Dia juga membantah bahwa jemaat yang keluar dari gereja IRC karena menilai ajaran di IRC sudah salah hanyalah keluarganya. “Silakan tanyakan mereka langsung, hubungan keluarga apa saya dengan mereka,” kata Guntur. HMS kemudian mengonfirmasi kelima mantan jemaat yang hadir saat wawancara itu, antara lain Kiwa Tampubolon (40), Toga Samosir (45), Melur Butarbutar (57), Manahan Sihombing (58), dan Suriatun Pakpahan (60). Mereka mengaku tidak ada hubungan keluarga dengan Guntur.
Menurut Guntur, dia dan jemaat melaporkan Asaf ke Persekutuan Gereja-Gereja di Indonesia (PGI) Daerah Kota Medan. Akhirnya PGI merekomendasikan agar gereja IRC ditutup. Sekalipun Asaf menolak rekomendasi PGI Medan, kata Guntur, Polresta Medan menetapkannya sesat berdasarkan hasil dari pemeriksaan saksi ahli.
Soal tuduhan bahwa Milva Riosa Siregar telah menggelapkan uang gereja, Guntur malah bertanya balik kenapa baru mempertanyakan pertanggungjawaban keuangan pada tahun 2018, setelah lebih dari sepuluh tahun. Herannya lagi, katanya, gereja IRC tidak memiliki uang, sebab istri dialah yang selama ini berkontribusi besar kepada gereja, termasuk mencari dana pembangunan gereja. “Kalau tidak ada, apa yang mau dipertanggungjawabkan?” kata Milva Riosa Siregar. Bahkan, menurutnya, tidak ada manajemen dalam gereja, termasuk pengangkatan bendahara tidak jelas. Pernah satu kali akan dibuat laporan keuangan, tetapi pada saat itu, kata Guntur, Asaf Marpaung menolak dibuatkan laporan. “Tidak usah dibuat laporan, nanti Tuhan juga akan tahu,” kata Guntur menirukan ucapan pendeta Asaf Marpaung.
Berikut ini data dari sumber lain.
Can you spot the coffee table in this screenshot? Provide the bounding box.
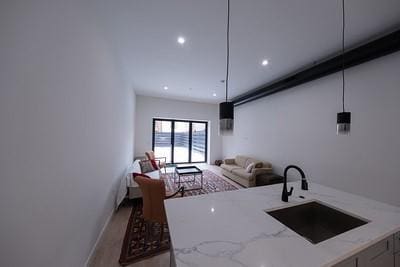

Guntur dan istrinya juga membantah tuduhan bahwa keduanya ingin menguasai aset gereja, karena sejauh ini mereka malah memberikan lebih dari cukup untuk gereja. Gedung gereja, kata mereka berdua, hanya untuk Tuhan. “Sepuluh rupiah pun saya tidak makan uang gereja. Saya melakukannya karena Tuhan,” kata Milva Riosa Siregar. “Demi nama Tuhan Yesus.”
Guntur menimpalinya. “Banyak sekali harta kami. Terlalu kecil itu untuk direbut, marah Tuhan. Kami ikhlaskan itu,” katanya.